Featuring  C. Annique Un, Associate Professor of International Business & Strategy at Northeastern University, the talk analyzed how refugees can contribute to resettlement countries by becoming innovative employees.

The talk is part of the Center for Emerging Markets‘ Nardone Family Seminar Series.

Abstract

We analyze how refugees can contribute to resettlement countries by becoming innovative employees. Refugees are individuals forced to migrate to another country in search of safety, in a hurry, and with few resources. As a result, they suffer from destitution and discrimination in the resettlement country, which we refer to as their “liability of refugeeness.” However, building on insights from case studies, we argue and explain how their liability of refugeeness may become an advantage of refugeeness that enables them to become innovative employees through a human capital upgrading process.

Specifically, we first propose that refugees upgrade their human capital via three psychological drivers: courage, perseverance, and resilience.

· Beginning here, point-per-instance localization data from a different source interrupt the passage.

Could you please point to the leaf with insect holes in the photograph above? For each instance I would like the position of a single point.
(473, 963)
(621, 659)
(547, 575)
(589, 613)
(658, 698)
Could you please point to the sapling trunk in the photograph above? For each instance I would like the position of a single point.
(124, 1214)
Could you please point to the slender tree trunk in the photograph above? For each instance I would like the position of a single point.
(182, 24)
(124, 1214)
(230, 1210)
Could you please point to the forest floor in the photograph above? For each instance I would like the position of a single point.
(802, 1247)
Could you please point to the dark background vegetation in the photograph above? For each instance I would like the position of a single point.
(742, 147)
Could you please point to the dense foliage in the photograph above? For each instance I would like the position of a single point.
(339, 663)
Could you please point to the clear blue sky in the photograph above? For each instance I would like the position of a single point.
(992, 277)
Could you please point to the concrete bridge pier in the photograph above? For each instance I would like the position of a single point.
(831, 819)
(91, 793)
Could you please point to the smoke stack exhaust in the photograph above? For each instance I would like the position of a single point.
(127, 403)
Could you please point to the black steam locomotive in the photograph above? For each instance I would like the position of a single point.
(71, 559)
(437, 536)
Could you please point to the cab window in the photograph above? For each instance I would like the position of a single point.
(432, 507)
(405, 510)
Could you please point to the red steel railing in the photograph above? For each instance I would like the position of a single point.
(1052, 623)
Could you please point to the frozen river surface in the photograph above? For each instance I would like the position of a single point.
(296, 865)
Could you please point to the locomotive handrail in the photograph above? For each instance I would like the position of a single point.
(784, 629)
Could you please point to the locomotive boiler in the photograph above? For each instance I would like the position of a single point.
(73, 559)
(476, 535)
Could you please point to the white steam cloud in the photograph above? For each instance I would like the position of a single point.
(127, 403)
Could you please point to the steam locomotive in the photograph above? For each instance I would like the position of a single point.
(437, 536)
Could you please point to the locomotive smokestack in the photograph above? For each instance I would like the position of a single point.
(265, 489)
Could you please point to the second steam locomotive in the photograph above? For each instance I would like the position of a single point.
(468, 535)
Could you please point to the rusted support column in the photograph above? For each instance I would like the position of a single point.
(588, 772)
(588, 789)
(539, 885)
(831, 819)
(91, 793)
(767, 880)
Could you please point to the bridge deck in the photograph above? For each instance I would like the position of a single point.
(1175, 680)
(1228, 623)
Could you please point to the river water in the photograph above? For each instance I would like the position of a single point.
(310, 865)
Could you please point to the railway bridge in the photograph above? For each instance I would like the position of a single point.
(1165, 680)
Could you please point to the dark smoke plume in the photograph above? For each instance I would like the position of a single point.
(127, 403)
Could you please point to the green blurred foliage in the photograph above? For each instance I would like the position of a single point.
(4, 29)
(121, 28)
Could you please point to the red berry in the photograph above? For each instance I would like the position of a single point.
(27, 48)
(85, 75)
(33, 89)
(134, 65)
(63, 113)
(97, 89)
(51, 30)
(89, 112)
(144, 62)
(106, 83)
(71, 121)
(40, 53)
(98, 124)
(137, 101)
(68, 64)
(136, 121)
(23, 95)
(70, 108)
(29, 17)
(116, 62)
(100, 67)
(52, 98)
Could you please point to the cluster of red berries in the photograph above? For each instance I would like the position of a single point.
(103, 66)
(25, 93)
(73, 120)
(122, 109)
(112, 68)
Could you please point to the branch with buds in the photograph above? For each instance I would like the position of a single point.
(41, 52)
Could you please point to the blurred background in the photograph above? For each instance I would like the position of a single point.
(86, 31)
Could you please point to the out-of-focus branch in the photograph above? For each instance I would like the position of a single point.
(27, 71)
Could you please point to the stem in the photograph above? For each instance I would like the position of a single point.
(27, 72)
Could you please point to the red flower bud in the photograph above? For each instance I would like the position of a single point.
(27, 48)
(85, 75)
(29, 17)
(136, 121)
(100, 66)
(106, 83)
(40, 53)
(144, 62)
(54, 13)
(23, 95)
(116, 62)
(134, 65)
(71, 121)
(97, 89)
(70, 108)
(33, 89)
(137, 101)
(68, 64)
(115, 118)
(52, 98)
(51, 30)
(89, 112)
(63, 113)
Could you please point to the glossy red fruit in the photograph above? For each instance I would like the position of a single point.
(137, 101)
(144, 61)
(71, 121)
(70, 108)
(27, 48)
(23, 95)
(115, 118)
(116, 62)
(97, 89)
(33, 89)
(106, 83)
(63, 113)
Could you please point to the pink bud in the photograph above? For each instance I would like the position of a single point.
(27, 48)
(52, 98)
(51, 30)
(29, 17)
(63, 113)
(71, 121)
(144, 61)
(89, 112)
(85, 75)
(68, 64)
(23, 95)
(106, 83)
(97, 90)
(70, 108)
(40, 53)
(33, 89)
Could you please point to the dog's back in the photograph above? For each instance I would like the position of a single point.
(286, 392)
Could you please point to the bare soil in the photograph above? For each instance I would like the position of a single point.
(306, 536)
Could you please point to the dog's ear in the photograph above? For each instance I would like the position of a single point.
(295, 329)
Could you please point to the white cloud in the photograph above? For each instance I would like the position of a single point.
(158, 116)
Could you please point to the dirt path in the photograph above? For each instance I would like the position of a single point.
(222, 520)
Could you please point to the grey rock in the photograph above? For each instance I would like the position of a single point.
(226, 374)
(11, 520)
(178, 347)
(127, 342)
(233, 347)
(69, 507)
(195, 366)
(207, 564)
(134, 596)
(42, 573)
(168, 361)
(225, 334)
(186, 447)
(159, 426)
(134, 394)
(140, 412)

We then suggest that these three drivers are facilitated by the interaction between the support and mentoring received in the early years of resettlement when the liability of refugeeness is most pronounced. This results in four types of refugees with varying success in their human capital upgrading: supported-and-mentored, mentored, supported, and not-supported-and-not-mentored. Finally, we argue that combining their upgraded human capital with the frugal mindset developed from their experiences as refugees helps them to become innovative employees, thus turning the liability of refugeeness into an advantage of refugeeness.

About the Speaker

C. Annique Un

C. Annique Un (PhD, MIT Sloan School, MBA, BBA, University of Notre Dame, Mendoza College of Business) is a tenured Associate Professor of International Business and Strategy at the D'Amore-McKim School of Business, Northeastern University. Previously, she served on the faculty at Cornell University and the University of South Carolina. She analyzes how firms and individuals learn and innovate in the domestic and international settings, introducing ideas, such as the advantage and liability of foreignness and localness in these areas. She also analyzes how R&D collaboration and investment impact learning and innovation of individuals and firms. Her research has appeared in leading academic journals, such as Journal of International Business StudiesJournal of Product Innovation ManagementResearch Policy, and Strategic Management Journal. It has also received awards from INFORMS, the European Academy of International Business, and the Academy of International Business. She serves on numerous editorial review boards and as a Representative-at-Large for the Global Strategy Interest Group of the Strategic Management Society and in many other roles in the Academy of International Business and the Academy of Management. She teaches or has taught required PhD, MBA, and undergraduate-level courses on international business and global social responsibility.